Seven hours

I’ve been staring at the wall for the last hour, maybe two hours. The paint is chipping and I know what I look like. I’m a sacrificial lamb awaiting to be offered up for the guest. What they don’t know is that I’m going to gut the guest. What they don’t know is that I’m not going to take it laying down. Today I have my game face on. I’m not going to let anything show. I’m not going to let them know that I’m hurting and I’m not going to let it show that I’m affected by them having Shane. Even though it’s all that I can think about. I cried so hard last night that my eyes were swollen this morning and my head was pounding.
I didn’t lock the door last night after Ava left. There was no point in continuing to pretend that this room was my safe space. I was never safe and if anything they could have broken my door down. The child in me wished and believed that I was safe in these four walls but the adult I needed to be needed to accept the fact that this room was not my safe space. I needed to accept that I was never safe and that it was all an illusion.
When Ava pushed the door open this morning I didn’t look her way. I didn’t want to see her and I didn’t talk to her unless it was absolutely necessary. I was angry at her, yes, but that’s not why I wasn’t talking to her. I was done wasting any energy on her. I was done expecting anything like a familial bond from her. It was pointless.
She didn’t come alone. She came with a handmaiden she used when she got ready. She’d already gotten dressed and was ready for the day. She was dressed in her new dresses and she didn’t hold back on the rouge. She snapped her fingers and her servant was on me in an instant. She guided me to the chair in front of the vanity. I couldn’t stare at myself so I opted for the wall as she powdered, fluffed, and brushed. I was nothing more than a doll, a prize, a gift that she needed to get ready and package. No, I wasn’t just a gift or a prize. I was a woman they were prepping for breeding.
There were seven hours left until the start of the celebration. Seven hours until my fate would be sealed. I was aware of my father’s intentions for me today. I was going to be offered like the sacrificial lamb that I was. Ethan would take my hand and they would announce that I was officially his. Then he would announce that I was his mate and everyone would cheer for us and our “happy future”.
“What bullshit,” I whispered.
“What was that?” The girl asked. The brush on my cheek froze as she looked at me.
“I misspoke,” I said.
She continued her brush strokes and stepped back to admire her work. It was only when Ava gave her approval that she walked around me and started to braid my hair.
“Make sure to braid it tight. We don’t want it to get loose at any point today,” Ava said.
“Understood,” she said.
I sat still while she proceeded to rip my hair from my scalp. At least that’s what it felt like. It felt like hours but when she was done my hair my eyes burned at the pressure and pain from her pulling my hair.
I watched Ava as she stared at her reflection in the mirror. Her hand slowly smoothed down her seaweed green dress over her curves. Her hair ran down her back in two separate braids. Her dress was cut low, so low that if she leaned forward her nipples would pop out.
She was dressed to impress and I was hoping she succeeded. When the servant was done with my hair I finally stared into the mirror. My hair was in an elaborate updo and sat firmly atop my head. My neck and shoulders were bare and I felt naked.
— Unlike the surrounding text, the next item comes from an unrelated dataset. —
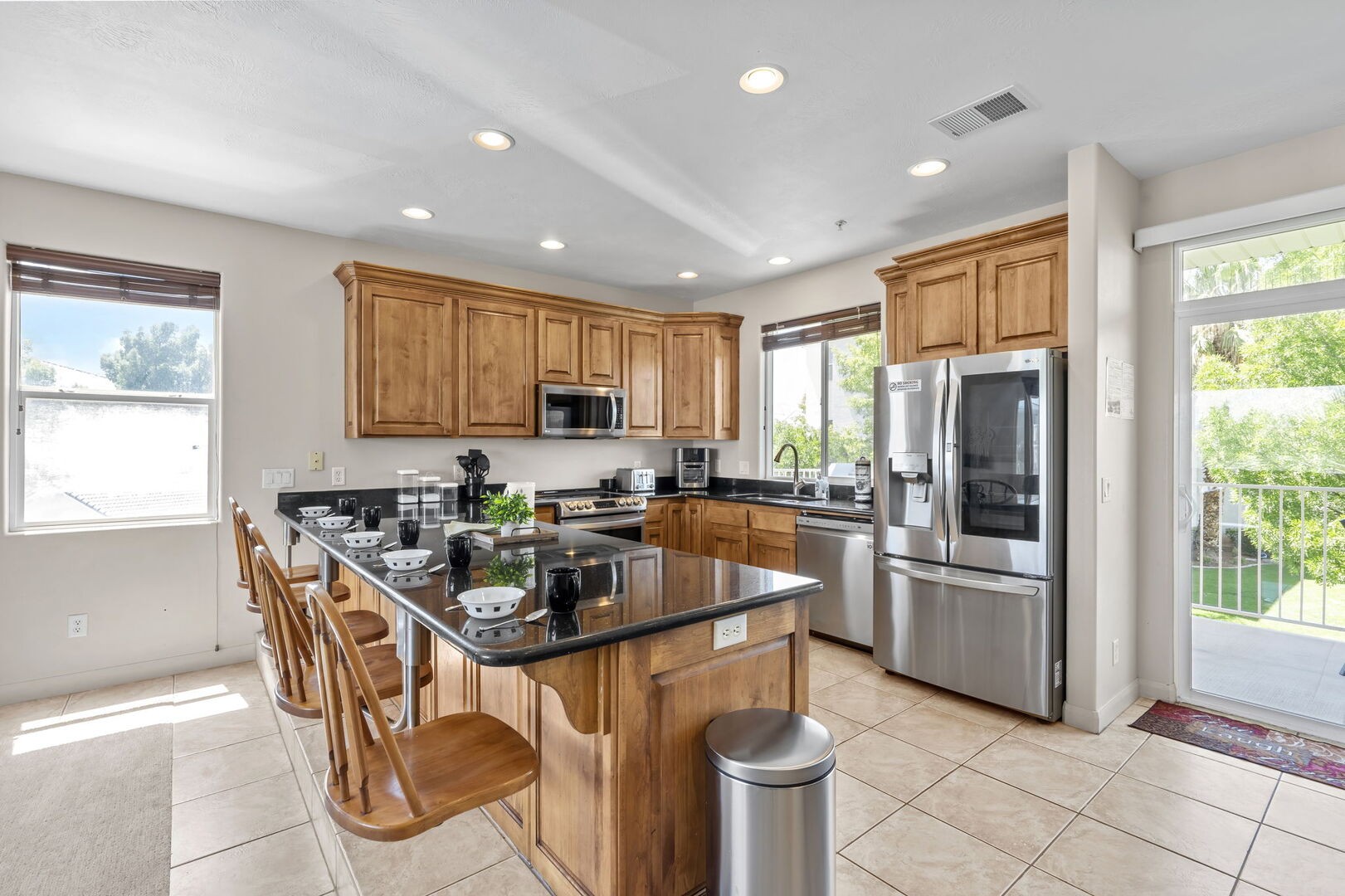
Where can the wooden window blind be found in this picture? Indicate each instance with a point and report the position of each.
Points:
(65, 274)
(833, 324)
Ava’s eyes darted to me and I didn’t miss the way she nervously bit down on her lip. I wasn’t even dressed yet and she was already nervous that I would steal her beloved Ethan’s attention. Ethan was handsome but he was cruel. He was sick and had an ego to match that big head of his. What was she going to do when I was dressed and standing up front with him by his side? If it bothered her so much why didn’t she say anything? If she loved him so much why didn’t she fight for him? I didn’t understand her or Ethan’s logic.
Just the thought of him even looking my way made me want to puke. I didn’t even want to think about tonight when he would announce that I was his mate. All I wanted was to make sure that Shane would be safe. That’s all I wanted. The inevitable future I’ve dreaded has finally arrived and I will face it head on. Ethan thought he was going to be getting a faithful obedient Luna. I couldn’t wait to prove just how wrong he is. I would follow along until Shane was safe. When I was alone with Ethan, I’d bare my fangs and fight him tooth and nail.
Ava stepped up to me and I stared at my dress as she carried it over. It was a beautiful dress but it was picked with Ethan in mind. That thought alone made me hate it. If things were different, if my future hadn’t been mapped out for me, I would have worn that dress happily. I would have looked forward to the day I found my mate. I would have looked forward to being with Shane. I would have bounced on the balls of my feet knowing that the night would end with Shane’s mark on my neck but that’s not how tonight will unfold.